There's a few tweaks in there, if you want to poke at it right now in its above pastebin state..
- the file offsets at which the search string is found will be pushed to the stack. This can all be removed for slightly faster execution / less code. This includes a small bit that deals with NULL bytes.
- the character that represents a NULL byte can be changed.. not that it really matters, as it's only used in order to keep file offset counting correct.
- the file offsets can be 0-based or 1-based (currently.. as every editor I use uses 1-based offsets, but pieces of code will usually be 0-based)
- the search is currently case sensitive.. can easily be made case insensitive by changing the "S==" logic to a "==" logic.
- the search currently searches the entire file... obviously, you only care about finding it -once-.. so in your case, you could exit the outer loop (a hacky goto will do) as soon as it finds the first needle and increases the counter.

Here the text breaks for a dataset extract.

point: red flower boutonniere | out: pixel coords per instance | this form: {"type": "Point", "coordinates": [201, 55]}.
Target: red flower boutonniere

you're a star, will test this as soon as i get home. thanks!


btw: to make this macro work multiple times, you need to add

StrCpy $file.eof 0


before the loop

yeah, like I said.. haven't sanitized it yet.. 'd like to know why my maximum string length needs to be 1 less than the actual maximum string length first before potentially replacing / amending the wiki page; that pastebin will expire in about a month.


i'm also wondering why this macro (like the one i used before) are performing so weak. i did a search in notepad++ and got 3517 hits in 1563 files in about 16s. the same search using this macro takes a lot longer (something between 30 and 40mins.) some guy on the avs forum wrote a c++ app and search took about a second. (hope he can/wants to turn that into a nsis plugin!)

how can there be such a huge difference between those three methods?


Well it's a 'use the right tool for the job' sort of thing. NSIS is very powerful and flexible and just the fact that you -can- use it to search for strings in binaries is a testament to that.

But that doesn't mean you -should- unless you have no choice (and as there is indeed no plugin, your choices are limited).
There's several things that make the macro much slower than a more dedicated solution.. starting with NSIS code being semi-interpreted, going through the various variable access bits and pieces, the need to read one byte at a time if going binary in NSIS (while another app might simple read 8K of bytes in one go), etc. It's also entirely possible that my code can be optimized further.

It can probably at least be sped up by ignoring the fact that you're reading a binary file (as you only care about plaintext), and search within that; there's probably already functions for doing so in the WiKi, but the main adjustment would be how $haystack gets built.

But it will never be as fast as a dedicated solution. And if your installer needs to seek through thousands of files or files any larger than a few kilobytes, a dedicated solution is most likely what you'd want :)


will stick with your macro for now as it's more reliable than everything i tried before. i used a more sloppy one in the previous version of my "installer". so while this might be performing as good or bad as the previous one, it's certainly a win. and in the best case i will get a plugin to replace it soon.